The Nebius' Four Dimensions for Company Building
This method describes how Nebius structures its operations and product development to navigate the rapidly evolving AI infrastructure market.
- Dimension 1: Capacity: Physical world expansion – deploying megawatts, gigawatts, and GPUs. Need to be large to be relevant. Involves navigating supply chain, regulatory hurdles, and real-world complications.
- Dimension 2: Product (Four Layers of Abstraction): Moving fast enough to address new workloads and customer types.
* Layer 1 (Bare Metal): Customers need raw compute, measured in megawatts. (e.g., large labs, hyperscalers).
* Layer 2 (Multi-Tenant Cloud / Managed Infrastructure): Customers need managed infrastructure (storage, compute, networking virtualized with API, observability, security), measured in GPU hours. (e.g., research-heavy teams who don't want to deal with physical infrastructure).
* Layer 3 (Managed Inference / Token Factory): Customers don't want to think in GPU hours or specific GPU types; they need managed inference platforms, measured in tokens, for deploying open-source/specialized models. (e.g., vertical AI companies, enterprises building products).
* Layer 4 (Agentic Applications): Speculative future layer where developers think in terms of end-to-end task execution and desired outcomes, not specific models or tokens. The platform optimizes model choice and execution (e.g., optimization engine for reliability, repeatability, economic viability of agents).
- Dimension 3: Customers: Being a 'post-sales business,' satisfying customers after the promise. Building strong customer-facing engineering teams (FDE) to engage, understand, and cover customer needs.
- Dimension 4: Capital: Operating in a capital-intensive game, competing with highly capitalized companies. Requires significant investment for building data centers and acquiring GPUs faster, with bottlenecks varying based on time horizons (e.g., 6 months vs. 18-24 months).

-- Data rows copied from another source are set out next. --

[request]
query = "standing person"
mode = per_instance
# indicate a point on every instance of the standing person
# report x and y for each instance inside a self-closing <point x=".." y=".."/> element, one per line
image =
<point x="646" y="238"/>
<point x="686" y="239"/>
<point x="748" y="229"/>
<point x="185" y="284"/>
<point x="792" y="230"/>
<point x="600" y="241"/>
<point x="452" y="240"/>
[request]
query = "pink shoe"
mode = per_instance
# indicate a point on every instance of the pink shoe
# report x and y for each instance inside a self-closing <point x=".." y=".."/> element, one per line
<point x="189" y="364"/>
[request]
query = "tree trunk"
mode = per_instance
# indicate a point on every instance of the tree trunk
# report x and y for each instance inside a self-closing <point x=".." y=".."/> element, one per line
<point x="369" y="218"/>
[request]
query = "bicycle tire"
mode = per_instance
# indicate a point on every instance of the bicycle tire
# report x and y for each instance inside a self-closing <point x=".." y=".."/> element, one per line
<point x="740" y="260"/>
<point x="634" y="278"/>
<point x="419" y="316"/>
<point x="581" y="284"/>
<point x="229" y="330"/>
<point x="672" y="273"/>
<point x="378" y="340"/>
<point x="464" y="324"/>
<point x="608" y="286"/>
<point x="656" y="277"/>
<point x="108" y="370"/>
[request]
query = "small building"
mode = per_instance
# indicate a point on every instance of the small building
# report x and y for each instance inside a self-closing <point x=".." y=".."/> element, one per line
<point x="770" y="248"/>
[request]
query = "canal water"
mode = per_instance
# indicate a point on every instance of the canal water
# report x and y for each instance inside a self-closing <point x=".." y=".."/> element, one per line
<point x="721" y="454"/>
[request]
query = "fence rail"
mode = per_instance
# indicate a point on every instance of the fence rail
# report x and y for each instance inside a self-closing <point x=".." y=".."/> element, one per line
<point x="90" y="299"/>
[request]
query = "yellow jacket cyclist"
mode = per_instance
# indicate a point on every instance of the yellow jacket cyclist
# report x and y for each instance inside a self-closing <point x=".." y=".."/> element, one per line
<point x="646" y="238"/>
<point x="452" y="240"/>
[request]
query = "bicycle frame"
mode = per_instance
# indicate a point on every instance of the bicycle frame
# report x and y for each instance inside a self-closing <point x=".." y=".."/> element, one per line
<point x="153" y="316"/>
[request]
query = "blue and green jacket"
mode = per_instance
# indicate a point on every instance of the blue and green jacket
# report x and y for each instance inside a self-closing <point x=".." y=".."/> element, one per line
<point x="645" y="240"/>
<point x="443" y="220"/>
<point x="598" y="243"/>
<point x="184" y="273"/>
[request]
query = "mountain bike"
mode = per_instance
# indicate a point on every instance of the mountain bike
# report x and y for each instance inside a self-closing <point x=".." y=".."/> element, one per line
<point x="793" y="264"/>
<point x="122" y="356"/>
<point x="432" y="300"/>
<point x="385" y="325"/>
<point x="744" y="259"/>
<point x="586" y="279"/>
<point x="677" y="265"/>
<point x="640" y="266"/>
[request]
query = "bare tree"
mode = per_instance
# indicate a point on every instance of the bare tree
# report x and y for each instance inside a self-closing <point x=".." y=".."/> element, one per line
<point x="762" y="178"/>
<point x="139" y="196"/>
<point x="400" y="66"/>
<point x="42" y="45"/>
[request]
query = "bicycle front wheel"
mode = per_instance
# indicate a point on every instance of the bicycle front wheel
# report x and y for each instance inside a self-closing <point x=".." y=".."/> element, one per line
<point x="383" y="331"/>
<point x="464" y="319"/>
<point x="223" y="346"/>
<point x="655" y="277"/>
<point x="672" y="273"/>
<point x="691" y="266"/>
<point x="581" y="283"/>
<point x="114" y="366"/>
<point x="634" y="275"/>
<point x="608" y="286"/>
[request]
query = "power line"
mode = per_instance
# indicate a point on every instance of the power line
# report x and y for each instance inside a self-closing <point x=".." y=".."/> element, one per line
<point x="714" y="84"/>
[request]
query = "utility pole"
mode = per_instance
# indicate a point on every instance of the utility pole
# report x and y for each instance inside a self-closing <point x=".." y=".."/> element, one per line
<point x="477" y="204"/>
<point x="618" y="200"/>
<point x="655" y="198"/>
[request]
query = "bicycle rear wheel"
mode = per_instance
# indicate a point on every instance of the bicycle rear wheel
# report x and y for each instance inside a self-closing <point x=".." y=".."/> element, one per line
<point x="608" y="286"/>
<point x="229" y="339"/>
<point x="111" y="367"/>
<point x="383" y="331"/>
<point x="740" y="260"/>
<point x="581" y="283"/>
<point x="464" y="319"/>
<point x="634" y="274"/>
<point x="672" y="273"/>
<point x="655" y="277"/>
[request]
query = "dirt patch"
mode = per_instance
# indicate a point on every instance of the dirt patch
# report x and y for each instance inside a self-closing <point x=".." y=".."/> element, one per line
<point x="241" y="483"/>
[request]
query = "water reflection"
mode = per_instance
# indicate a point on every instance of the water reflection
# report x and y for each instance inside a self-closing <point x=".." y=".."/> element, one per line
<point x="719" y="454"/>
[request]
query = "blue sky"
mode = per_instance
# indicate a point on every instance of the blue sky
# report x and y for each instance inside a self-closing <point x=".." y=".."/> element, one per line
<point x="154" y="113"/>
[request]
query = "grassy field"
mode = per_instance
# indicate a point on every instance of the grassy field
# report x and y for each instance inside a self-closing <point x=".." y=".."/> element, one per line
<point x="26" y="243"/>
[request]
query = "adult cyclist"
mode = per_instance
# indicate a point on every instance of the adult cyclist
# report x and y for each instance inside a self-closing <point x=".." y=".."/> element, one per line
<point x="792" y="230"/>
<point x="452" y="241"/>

When This Works (and When It Doesn't)
This framework describes how Nebius structures its operations and product development to navigate the rapidly evolving AI infrastructure market. It applies to companies seeking to build a comprehensive, diversified offering that scales from raw physical compute to highly abstracted, managed AI services, especially in infrastructure or platform plays. This works best when you have the ambition and, critically, the capital to own multiple layers of the stack. It falters if you aim for a lean, highly specialized niche, or if your funding prohibits extensive physical infrastructure build-out. Without significant capital, competing across all four dimensions, particularly Dimension 1 (Capacity), becomes a losing battle against highly capitalized incumbents.
What to Do With This
If you're building an AI-powered product or platform, use Chernin's framework to map your current position and plan your next move. For example, if you're a 27-year-old founder creating a vertical AI SaaS for legal teams, you're likely starting at Layer 3 (Managed Inference) or even Layer 4 (Agentic Applications). Your task this week: identify your earliest, highest-value customer segment (Dimension 3). Then, for that segment, define exactly what abstraction they need. Do they care about tokens for model-specific tasks (Layer 3), or do they just want an end-to-end agent handling complex document review (Layer 4)? This clarifies your product roadmap (Dimension 2) and helps you articulate your capital needs (Dimension 4) without trying to conquer Dimension 1 from day one.